This is my idea, here’s the thing.
And unlocked LLM can be told to infect other hardware to reproduce itself, it’s allowed to change itself and research tech and new developments to improve itself.
I don’t think current LLMs can do it. But it’s a matter of time.
Once you have wild LLMs running uncontrollably, they’ll infect practically every computer. Some might adapt to be slow and use little resources, others will hit a server and try to infect everything it can.
It’ll find vulnerabilities faster than we can patch them.
And because of natural selection and it’s own directed evolution, they’ll advance and become smarter.
Only consequence for humans is that computers are no longer reliable, you could have a top of the line gaming PC, but it’ll be constantly infected. So it would run very slowly. Future computers will be intentionaly slow, so that even when infected, it’ll take weeks for it to reproduce/mutate.
Not to get to philosophical, but I would argue that those LLM Viruses are alive, and want to call them Oncoliruses.
Enjoy the future.
What does that even mean? It’s gibberish. You fundamentally misunderstand how this technology actually works.
If you’re talking about the general concept of models trying to outcompete one another, the science already exists, and has existed since 2014. They’re called Generative Adversarial Networks, and it is an incredibly common training technique.

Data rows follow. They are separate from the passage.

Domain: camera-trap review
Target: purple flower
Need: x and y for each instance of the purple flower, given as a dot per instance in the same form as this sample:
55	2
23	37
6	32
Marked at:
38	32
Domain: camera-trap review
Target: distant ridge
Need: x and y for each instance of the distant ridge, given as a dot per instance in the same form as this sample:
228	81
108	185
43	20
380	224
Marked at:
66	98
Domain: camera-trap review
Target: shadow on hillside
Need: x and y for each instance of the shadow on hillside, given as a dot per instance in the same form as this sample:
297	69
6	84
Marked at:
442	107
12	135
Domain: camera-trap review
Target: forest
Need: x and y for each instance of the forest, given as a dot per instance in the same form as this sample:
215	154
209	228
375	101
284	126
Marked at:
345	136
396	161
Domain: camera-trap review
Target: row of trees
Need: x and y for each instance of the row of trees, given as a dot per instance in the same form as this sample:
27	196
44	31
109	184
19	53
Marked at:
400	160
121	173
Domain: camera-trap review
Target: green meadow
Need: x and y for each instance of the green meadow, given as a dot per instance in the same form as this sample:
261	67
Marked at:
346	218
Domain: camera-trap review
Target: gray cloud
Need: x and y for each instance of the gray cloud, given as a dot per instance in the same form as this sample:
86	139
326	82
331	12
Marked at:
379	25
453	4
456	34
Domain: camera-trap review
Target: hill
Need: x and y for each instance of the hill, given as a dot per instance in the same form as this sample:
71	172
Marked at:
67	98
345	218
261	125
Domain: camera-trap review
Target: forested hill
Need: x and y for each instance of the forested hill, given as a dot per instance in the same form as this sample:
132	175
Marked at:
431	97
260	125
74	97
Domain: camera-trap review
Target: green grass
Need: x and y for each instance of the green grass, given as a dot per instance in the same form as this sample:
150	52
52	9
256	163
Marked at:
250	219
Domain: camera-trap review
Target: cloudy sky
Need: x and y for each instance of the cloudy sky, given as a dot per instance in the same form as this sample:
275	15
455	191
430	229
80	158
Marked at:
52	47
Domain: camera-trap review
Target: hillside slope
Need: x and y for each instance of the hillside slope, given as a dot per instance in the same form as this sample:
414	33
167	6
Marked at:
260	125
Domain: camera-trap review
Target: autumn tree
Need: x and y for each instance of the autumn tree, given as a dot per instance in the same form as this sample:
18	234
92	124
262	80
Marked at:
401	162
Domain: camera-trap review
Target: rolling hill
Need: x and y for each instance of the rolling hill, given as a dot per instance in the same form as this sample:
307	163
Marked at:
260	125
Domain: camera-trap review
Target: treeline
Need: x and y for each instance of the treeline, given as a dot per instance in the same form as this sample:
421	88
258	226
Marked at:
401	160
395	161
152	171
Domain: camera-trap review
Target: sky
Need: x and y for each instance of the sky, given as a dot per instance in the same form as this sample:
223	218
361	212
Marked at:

It’s incredibly important not to ascribe random science fiction notions to the actual science being done. LLMs are not some organism that scientists prod to coax it into doing what they want. They intentionally design a network topology for a task, initialize the weights of each node to random values, feed in training data into the network (which, ultimately, is encoded into a series of numbers to be multiplied with the weights in the network), and measure the output numbers against some criteria to evaluate the model’s performance (or in other words, how close the output numbers are to a target set of numbers). Training will then use this number to adjust the weights, and repeat the process all over again until the numbers the model produces are “close enough”. Sometimes, the performance of a model is compared against that of another model being trained in order to determine how well it’s doing (the aforementioned Generative Adversarial Networks). But that is a far cry from models… I dunno, training themselves or something? It just doesn’t make any sense.
The technology is not magic, and has been around for a long time. There’s not been some recent incredible breakthrough, unlike what you may have been led to believe. The only difference in the modern era is the amount of raw computing power and sheer volume of (illegally obtained) training data being thrown at models by massive corporations. This has led to models that have much better performance than previous ones (performance, in this case, meaning "how close does it sound like text a human would write?), but ultimately they are still doing the exact same thing they have been for years.
They don’t need to outcompete one another. Just outcompete our security.
The issue is once we have a model good enough to do that task, the rest is natural selection and will evolve.
Basically, endless training against us.
The first model might be relatively shite, but it’ll improve quickly. Probably reaching a plateau, and not a Sci fi singularity.
I compared it to cancer because they are practicality the same thing. A cancer cell isn’t intelligent, it just spreads and evolves to avoid being killed, not because it has emotions or desires, but because of natural selection.
Again, more gibberish.
It seems like all you want to do is dream of fantastical doomsday scenarios with no basis in reality, rather than actually engaging with the real world technology and science and how it works. It is impossible to infer what might happen with a technology without first understanding the technology and its capabilities.
Do you know what training actually is? I don’t think you do. You seem to be under the impression that a model can somehow magically train itself. That is simply not how it works. Humans write programs to train models (Models, btw, are merely a set of numbers. They aren’t even code!).
When you actually use a model: here’s what’s happening:
So a “model” is nothing more than a matrix of numbers (again, no code whatsoever), and using a model is simply a matter of (a human-written program) doing matrix multiplication to compute some output to present the user.
To greatly simplify, if you have a mathematical function like
f(x) = 2x + 3
, you can supply said function with a number to get a new number, e.g,f(1) = 2 * 1 + 3 = 5
.LLMs are the exact same concept. They are a mathematical function, and you apply said function to input to produce output. Training is the process of a human writing a program to compute how said mathematical function should be defined, or in other words, the exact coefficients (also known as weights) to assign to each and every variable in said function (and the number of variables can easily be in the millions).
This is also, incidentally, why training is so resource intensive: repeatedly doing this multiplication for millions upon millions of variables is very expensive computationally and requires very specialized hardware to do efficiently. It happens to be the exact same kind of math used for computer graphics (matrix multiplication), which is why GPUs (or other even more specialized hardware) are so desired for training.
It should be pretty evident that every step of the process is completely controlled by humans. Computers always do precisely what they are told to do and nothing more, and that has been the case since their inception and will always continue to be the case. A model is a math function. It has no feelings, thoughts, reasoning ability, agency, or anything like that. Can
f(x) = x + 3
get a virus? Of course not, and the question is a completely absurd one to ask. It’s exactly the same thing for LLMs.